Secondo un'indagine di Confcommercio della Provincia di Perugia, nonostante l'incombere della crisi economica, gli umbri non rinunciano ai regali di Natale, ma cercheranno di spendere un pò meno

Nonostante la crisi finanziaria del 2011, il Natale non sarà disastroso per i consumi umbri. Secondo l'Ufficio Studi di Confcommercio: "Il sentimento resta negativo ma non depresso e non peggiore dello scorso anno"; specificando che farà regali l'88,2% degli italiani.

Gli umbri saranno ancora più generosi, visto che, secondo un'indagine condotta da Confcommercio della provincia di Perugia su un campione di consumatori, gli umbri che faranno regali per questo Natale, pur con diverse sottolineature, sono il 96% sul totale.

Un 2% non spenderà, perché quest’anno deve risparmiare e un 2% non ha proprio come abitudine quella di fare regali in occasione delle Feste.
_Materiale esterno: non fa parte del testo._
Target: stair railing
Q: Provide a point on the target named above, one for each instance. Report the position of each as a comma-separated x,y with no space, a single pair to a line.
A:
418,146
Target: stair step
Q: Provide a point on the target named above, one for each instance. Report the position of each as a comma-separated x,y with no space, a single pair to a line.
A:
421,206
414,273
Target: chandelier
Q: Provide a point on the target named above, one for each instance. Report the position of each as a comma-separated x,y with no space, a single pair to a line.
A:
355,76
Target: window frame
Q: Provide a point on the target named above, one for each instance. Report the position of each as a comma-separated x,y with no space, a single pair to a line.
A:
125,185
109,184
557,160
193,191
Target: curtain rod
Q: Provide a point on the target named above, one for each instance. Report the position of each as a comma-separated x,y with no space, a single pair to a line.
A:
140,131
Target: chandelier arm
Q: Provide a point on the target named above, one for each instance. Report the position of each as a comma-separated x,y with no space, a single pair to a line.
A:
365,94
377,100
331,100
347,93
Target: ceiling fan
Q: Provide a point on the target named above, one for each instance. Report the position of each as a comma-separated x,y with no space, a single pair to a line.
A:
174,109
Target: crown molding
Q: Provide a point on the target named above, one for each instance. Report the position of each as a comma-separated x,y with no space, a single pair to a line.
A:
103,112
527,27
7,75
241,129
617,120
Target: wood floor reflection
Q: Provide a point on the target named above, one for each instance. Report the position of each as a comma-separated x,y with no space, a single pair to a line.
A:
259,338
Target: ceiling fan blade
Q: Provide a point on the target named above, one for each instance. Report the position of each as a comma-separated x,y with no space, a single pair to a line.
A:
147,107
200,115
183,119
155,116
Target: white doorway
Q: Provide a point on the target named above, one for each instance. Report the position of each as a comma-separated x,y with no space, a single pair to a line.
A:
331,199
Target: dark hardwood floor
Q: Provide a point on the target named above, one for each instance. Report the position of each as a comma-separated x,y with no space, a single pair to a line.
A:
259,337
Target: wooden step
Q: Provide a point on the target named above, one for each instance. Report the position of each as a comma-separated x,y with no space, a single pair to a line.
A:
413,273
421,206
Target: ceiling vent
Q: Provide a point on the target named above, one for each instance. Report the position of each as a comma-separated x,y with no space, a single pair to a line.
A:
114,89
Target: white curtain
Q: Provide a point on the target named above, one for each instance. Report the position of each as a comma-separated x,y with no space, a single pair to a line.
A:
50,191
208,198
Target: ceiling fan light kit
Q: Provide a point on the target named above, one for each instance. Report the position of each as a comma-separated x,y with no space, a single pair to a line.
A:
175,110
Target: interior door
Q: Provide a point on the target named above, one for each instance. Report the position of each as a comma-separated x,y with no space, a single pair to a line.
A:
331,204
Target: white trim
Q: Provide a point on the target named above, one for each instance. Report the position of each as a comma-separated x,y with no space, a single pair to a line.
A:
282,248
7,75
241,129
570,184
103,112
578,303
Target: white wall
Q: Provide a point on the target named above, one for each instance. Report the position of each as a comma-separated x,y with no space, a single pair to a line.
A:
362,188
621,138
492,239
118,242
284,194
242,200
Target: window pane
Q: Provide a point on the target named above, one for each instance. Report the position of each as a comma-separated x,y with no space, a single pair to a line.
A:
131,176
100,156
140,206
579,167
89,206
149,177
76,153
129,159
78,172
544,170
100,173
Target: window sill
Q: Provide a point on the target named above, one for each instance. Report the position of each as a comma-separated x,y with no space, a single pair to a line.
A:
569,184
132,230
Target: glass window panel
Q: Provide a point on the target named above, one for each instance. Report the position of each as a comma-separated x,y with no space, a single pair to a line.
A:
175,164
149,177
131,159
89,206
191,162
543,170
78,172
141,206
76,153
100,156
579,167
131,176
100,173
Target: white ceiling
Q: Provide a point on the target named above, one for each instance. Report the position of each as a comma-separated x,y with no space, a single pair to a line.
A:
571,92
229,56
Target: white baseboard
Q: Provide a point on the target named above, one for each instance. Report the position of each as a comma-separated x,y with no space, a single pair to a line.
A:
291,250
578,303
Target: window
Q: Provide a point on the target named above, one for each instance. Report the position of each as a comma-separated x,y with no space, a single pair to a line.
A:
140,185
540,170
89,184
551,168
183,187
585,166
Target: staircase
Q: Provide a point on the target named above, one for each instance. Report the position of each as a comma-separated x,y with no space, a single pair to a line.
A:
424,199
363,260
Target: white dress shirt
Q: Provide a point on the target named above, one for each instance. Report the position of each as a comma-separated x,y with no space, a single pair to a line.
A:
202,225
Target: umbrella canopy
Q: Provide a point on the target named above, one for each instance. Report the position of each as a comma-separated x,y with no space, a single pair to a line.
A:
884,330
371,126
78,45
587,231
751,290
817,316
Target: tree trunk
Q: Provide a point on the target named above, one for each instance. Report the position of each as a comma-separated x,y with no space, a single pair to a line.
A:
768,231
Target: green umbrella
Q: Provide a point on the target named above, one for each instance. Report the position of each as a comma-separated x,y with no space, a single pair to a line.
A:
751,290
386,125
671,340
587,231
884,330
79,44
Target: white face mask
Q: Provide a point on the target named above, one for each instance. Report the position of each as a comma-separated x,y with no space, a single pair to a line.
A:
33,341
Andando ad analizzare i dati nel dettaglio, emergono le criticità del periodo, perché oltre la metà del campione (il 52%) spenderà meno di quanto speso nel 2010.

Questo dato è bilanciato da un una bella fetta del campione (35%) che cercherà di contenere le spese adeguandosi a quanto speso l’anno precedente e da una fettina più sottile (il 9%) che addirittura si trova nelle condizioni di poter spendere più che nel 2010.

Commentando questi dati, il presidente Confcommercio, Giorgio Mencaroni sottolinea che: "Le difficoltà sono evidenti ma speriamo che le vendite possano reggere, perché regge ancora il clima di fiducia delle famiglie.

Quello che, invece, ci preoccupa e anche tanto - ha osservato Mencaroni - è il nuovo consistente calo dei consumi, che tra settembre e ottobre ha azzerato gran parte del recupero registrato nei mesi estivi e il permanere, a livello nazionale e internazionale, di uno scenario di emergenza. Bene, quindi, che nella manovra sia stata intrapresa la via del rigore e dell'equità, ma occorre scongiurare il ricorso ad ulteriori aumenti dell'imposizione IVA sui consumi che avrebbero effetti recessivi, colpendo particolarmente i livelli di reddito medio-bassi".